Overview

A deep dive on the Global Vectors for Word Representation (GloVe) algorithm with an implementation in JAX.

Introduction

In this short post, we’ll do a deep dive on the Global Vectors for Word Representation (GloVe) algorithm. Like Skip-Gram with Negative Sampling (SGNS), GloVe produces dense, static embeddings. These embeddings have a fixed dimension (commonly 300), and each token in the vocabulary is assigned a single embedding, irrespective of multiple word senses.

GloVe learns word relationships from global co-occurrence statistics. To begin, we construct a co-occurrence matrix over our corpus, which in this case is the same dataset we used in the Skip-Gram With Negative Sampling post.
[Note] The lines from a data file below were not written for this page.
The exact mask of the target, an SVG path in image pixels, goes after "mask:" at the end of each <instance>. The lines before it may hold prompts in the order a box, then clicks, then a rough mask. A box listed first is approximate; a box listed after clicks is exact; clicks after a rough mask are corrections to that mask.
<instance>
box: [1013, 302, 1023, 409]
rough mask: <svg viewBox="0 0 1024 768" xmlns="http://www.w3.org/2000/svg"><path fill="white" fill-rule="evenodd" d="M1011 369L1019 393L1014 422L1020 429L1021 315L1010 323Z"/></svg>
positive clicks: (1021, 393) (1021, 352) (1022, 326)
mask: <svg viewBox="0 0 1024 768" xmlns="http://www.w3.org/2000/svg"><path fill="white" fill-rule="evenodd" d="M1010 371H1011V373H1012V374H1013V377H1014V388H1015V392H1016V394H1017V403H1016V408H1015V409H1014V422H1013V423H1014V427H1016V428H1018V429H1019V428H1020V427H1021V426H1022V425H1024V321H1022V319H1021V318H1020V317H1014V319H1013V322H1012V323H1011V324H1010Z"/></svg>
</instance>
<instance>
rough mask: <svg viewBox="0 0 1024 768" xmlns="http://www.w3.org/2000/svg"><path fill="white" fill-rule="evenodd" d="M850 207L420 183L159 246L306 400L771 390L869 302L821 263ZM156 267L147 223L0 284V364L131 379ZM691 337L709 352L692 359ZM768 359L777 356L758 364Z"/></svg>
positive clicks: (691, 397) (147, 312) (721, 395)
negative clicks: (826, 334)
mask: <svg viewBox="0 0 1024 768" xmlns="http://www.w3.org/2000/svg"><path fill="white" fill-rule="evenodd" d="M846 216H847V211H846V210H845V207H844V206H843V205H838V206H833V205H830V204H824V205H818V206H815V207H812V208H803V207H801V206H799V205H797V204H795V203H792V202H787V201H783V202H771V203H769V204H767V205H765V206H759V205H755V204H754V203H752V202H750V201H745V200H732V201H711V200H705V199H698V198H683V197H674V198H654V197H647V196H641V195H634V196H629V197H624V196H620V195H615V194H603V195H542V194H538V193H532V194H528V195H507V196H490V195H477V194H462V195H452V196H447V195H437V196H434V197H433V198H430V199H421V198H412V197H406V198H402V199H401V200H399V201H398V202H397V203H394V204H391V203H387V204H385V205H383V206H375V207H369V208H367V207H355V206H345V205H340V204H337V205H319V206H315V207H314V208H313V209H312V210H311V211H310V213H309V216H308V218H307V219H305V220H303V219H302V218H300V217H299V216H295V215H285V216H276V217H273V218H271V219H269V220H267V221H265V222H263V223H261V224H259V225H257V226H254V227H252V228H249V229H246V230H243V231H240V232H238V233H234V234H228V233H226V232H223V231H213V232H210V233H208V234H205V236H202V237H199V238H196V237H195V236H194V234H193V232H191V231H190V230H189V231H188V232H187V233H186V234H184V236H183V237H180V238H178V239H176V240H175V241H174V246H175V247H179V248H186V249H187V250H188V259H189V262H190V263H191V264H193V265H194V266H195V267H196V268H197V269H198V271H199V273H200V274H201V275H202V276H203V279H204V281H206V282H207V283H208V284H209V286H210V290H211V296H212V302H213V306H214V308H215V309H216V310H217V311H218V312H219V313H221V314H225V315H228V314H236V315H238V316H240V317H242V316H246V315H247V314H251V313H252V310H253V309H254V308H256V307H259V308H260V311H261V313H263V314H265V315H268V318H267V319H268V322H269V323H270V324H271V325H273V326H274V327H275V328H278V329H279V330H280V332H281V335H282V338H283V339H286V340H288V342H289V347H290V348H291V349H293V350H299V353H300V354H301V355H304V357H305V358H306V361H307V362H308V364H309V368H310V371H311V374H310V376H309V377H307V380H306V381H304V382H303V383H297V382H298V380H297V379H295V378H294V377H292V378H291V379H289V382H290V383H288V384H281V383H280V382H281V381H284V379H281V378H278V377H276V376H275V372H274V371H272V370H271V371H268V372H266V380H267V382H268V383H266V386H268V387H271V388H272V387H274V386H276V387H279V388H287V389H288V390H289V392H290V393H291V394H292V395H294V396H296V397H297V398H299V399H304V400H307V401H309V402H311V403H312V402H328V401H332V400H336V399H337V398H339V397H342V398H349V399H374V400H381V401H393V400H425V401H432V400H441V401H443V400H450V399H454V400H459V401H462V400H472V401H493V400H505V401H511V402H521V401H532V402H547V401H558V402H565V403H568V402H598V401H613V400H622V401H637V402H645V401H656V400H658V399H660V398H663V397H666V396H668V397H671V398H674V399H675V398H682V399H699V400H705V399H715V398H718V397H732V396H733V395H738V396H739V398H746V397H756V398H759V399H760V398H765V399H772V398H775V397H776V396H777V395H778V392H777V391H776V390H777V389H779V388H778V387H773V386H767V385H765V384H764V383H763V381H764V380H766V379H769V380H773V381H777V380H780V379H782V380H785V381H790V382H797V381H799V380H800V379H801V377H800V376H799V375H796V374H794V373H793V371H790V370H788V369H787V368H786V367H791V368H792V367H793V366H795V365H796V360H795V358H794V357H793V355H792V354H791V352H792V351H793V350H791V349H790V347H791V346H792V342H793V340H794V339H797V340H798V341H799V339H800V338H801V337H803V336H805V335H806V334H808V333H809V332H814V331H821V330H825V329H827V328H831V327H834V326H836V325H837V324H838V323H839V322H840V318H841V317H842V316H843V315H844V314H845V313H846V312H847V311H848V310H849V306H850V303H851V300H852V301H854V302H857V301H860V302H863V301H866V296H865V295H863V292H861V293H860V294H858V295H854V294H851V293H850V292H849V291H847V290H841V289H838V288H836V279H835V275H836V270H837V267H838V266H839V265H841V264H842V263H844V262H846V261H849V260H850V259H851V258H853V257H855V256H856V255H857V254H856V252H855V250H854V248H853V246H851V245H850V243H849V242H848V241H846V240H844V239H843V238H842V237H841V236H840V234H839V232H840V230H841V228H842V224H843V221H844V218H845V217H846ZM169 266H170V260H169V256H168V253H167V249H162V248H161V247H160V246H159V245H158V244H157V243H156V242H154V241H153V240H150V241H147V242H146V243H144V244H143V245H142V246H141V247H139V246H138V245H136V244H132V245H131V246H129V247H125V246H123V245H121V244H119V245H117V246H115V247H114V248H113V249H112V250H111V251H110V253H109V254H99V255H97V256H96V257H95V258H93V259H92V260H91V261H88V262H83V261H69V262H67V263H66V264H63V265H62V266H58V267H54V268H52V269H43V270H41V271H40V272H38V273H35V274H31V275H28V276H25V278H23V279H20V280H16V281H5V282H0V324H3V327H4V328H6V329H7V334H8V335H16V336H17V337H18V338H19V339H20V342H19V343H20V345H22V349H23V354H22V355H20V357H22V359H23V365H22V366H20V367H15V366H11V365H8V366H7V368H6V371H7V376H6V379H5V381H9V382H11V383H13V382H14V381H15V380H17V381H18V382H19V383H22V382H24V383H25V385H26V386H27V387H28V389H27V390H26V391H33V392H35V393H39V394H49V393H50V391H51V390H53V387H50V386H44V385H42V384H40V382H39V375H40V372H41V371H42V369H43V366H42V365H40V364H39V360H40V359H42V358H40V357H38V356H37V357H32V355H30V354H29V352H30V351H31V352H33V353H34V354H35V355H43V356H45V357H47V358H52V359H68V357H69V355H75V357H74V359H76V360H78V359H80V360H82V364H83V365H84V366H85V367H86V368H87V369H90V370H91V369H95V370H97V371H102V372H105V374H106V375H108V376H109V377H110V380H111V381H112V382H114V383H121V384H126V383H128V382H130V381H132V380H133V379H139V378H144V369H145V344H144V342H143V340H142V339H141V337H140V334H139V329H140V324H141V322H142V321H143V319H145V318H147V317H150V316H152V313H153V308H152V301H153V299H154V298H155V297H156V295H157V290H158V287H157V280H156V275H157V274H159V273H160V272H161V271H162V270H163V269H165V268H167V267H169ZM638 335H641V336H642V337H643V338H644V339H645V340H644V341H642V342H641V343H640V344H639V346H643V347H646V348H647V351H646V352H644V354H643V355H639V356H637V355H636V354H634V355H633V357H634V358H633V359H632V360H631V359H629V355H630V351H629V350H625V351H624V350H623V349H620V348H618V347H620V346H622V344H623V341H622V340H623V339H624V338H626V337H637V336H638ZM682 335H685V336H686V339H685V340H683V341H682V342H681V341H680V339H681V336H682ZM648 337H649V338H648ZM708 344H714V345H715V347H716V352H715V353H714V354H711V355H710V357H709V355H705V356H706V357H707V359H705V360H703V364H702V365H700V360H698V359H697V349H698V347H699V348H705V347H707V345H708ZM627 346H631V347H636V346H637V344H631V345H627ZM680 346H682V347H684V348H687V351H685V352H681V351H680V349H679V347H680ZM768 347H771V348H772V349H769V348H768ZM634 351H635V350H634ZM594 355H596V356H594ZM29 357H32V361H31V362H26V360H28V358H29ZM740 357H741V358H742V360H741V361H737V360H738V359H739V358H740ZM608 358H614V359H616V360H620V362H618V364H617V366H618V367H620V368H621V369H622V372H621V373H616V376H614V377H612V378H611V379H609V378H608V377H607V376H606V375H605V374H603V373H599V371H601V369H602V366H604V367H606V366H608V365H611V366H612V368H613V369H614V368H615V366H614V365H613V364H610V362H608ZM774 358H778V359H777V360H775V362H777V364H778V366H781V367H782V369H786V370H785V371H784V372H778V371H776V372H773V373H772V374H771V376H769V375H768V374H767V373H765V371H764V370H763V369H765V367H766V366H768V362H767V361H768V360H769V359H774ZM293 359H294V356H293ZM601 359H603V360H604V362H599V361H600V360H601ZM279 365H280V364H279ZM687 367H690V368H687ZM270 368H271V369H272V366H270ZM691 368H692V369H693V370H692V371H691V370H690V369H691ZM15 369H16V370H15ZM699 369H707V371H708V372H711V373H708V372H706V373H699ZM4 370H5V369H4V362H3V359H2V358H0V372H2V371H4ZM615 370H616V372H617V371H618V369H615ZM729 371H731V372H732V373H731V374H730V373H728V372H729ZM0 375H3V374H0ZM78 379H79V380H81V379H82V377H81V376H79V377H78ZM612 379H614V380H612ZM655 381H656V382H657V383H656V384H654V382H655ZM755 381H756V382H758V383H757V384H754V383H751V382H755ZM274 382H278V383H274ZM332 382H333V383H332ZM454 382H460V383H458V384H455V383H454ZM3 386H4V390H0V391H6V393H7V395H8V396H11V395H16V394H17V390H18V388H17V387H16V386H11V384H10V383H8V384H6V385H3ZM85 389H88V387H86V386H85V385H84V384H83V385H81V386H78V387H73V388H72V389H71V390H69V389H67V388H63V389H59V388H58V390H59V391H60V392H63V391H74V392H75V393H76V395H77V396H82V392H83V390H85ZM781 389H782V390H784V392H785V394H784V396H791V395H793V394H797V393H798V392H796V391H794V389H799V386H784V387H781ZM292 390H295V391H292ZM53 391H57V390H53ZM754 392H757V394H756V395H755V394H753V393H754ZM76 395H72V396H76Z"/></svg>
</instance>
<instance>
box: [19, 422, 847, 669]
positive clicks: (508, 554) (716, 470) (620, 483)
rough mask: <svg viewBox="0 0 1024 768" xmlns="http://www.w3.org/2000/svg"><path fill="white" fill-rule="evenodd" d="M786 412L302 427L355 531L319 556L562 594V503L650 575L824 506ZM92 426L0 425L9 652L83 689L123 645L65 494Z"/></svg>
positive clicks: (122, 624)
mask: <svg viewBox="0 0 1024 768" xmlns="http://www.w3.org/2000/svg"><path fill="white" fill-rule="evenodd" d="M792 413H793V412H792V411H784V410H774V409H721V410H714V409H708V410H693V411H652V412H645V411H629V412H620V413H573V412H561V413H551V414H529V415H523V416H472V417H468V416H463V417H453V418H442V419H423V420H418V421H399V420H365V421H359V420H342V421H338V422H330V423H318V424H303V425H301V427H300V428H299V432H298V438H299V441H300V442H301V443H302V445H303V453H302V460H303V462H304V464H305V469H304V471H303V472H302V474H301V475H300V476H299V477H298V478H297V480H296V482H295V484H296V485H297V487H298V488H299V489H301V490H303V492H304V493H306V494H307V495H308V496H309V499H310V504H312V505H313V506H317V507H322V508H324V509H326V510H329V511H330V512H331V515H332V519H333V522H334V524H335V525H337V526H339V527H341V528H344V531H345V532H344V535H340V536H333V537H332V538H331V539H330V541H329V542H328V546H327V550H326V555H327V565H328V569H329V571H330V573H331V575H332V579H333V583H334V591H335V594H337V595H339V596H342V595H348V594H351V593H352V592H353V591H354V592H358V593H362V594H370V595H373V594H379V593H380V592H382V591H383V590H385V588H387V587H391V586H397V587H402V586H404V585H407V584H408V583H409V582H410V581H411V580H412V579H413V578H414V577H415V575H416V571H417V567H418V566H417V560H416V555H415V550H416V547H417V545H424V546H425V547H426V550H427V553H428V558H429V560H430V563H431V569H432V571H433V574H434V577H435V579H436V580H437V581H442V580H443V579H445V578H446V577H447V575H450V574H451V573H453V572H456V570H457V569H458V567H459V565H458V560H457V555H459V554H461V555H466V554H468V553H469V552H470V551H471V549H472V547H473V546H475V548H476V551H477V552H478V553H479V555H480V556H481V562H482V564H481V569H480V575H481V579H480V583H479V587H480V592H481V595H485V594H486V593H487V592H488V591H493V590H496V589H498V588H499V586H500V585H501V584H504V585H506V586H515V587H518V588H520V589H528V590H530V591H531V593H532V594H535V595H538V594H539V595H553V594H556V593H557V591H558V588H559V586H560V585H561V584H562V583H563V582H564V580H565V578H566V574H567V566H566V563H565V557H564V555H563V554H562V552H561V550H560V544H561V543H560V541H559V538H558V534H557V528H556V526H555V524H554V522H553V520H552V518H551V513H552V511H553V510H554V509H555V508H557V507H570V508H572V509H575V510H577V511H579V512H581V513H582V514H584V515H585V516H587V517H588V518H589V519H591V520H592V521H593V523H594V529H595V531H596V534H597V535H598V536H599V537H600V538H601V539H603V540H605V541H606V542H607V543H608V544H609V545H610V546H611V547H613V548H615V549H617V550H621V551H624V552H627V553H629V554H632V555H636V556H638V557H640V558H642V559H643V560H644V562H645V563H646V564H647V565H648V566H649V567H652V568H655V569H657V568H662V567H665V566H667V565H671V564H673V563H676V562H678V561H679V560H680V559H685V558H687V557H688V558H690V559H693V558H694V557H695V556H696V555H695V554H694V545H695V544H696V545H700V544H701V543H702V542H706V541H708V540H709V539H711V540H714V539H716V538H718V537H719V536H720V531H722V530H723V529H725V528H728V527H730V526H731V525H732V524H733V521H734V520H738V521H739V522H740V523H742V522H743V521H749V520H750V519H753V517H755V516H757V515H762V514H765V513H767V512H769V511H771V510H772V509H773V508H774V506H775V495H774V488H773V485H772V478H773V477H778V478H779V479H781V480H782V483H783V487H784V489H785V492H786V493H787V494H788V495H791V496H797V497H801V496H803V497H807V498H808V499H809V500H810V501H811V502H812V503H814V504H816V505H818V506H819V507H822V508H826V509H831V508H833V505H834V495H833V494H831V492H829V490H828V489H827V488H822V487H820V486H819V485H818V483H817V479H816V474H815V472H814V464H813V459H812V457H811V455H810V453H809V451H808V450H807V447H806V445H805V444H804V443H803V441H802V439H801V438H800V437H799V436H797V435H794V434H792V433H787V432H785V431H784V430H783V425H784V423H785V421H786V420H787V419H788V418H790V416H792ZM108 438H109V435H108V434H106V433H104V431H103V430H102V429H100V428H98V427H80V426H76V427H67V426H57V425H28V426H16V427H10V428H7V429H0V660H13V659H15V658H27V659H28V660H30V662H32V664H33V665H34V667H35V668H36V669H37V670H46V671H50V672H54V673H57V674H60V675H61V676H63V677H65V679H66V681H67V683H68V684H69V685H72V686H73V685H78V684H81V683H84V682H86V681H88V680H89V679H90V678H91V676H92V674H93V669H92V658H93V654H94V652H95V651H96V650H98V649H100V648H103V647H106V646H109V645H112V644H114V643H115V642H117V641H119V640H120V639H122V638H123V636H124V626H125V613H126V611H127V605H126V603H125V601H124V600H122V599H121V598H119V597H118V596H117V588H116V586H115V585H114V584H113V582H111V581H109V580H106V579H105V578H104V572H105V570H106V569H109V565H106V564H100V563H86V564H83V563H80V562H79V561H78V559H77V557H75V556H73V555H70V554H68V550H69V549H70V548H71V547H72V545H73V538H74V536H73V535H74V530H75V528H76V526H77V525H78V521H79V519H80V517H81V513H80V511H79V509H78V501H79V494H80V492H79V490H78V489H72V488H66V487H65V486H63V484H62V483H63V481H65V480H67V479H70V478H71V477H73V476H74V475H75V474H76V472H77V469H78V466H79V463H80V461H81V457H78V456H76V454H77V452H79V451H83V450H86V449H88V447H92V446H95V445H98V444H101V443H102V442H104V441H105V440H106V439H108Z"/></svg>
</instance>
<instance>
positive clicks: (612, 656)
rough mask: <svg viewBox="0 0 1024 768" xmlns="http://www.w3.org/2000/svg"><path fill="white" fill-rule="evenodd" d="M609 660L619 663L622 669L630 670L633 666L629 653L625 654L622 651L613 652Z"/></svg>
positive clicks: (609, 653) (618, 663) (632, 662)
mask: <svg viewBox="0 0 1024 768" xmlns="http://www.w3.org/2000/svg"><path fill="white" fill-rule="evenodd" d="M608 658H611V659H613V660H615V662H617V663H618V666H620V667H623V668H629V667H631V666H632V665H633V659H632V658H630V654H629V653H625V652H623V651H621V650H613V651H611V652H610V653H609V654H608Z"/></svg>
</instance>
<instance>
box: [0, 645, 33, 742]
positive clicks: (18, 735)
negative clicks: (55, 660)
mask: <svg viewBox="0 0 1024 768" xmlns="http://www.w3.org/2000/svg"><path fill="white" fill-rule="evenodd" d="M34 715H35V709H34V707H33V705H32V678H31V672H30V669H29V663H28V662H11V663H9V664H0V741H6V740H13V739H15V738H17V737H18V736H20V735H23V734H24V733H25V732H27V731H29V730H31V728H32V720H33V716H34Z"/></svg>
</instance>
The core idea is straightforward: the model minimizes the weighted squared error between the logarithm of observed co-occurrences and their predicted values. Let’s dive in!

Preprocessing Utilities

We are going to use the same preprocessing functions (tokenization, tokens-to-index, etc…) that we used when we went over the Skip-Gram With Negative Sampling algorithm. These are shown again below for your reference.

# Imports
import jax
import jax.numpy as jnp
import numpy as np
from jax import random, jit, grad
from flax import linen as nn
from nltk.tokenize import word_tokenize, sent_tokenize
from collections import Counter
import optax
import plotly.graph_objects as go
import plotly.io as pio
import umap
from figure_template import add_figure_templates

def tokenize_and_filter(text: str, min_occurrence: int) -> list[str]:
    """
    Tokenizes input text and filters out tokens that occur less than or equal to `min_occurrence` times.

    Parameters
    ----------
    text: str
        Input text to be tokenized.
    min_occurrence: int
        Minimum number of times a token must appear in the text to be included.

    Returns
    -------
    list[str]: 
        A list of tokens that occur more than `min_occurrence` times.
    """
    # Convert text to lowercase and tokenize
    tokens = word_tokenize(text.lower().strip())

    # Count occurrences of each token
    token_counts = Counter(tokens)

    # Filter tokens based on minimum occurrence threshold
    filtered_tokens = [token for token in tokens if token_counts[token] > min_occurrence]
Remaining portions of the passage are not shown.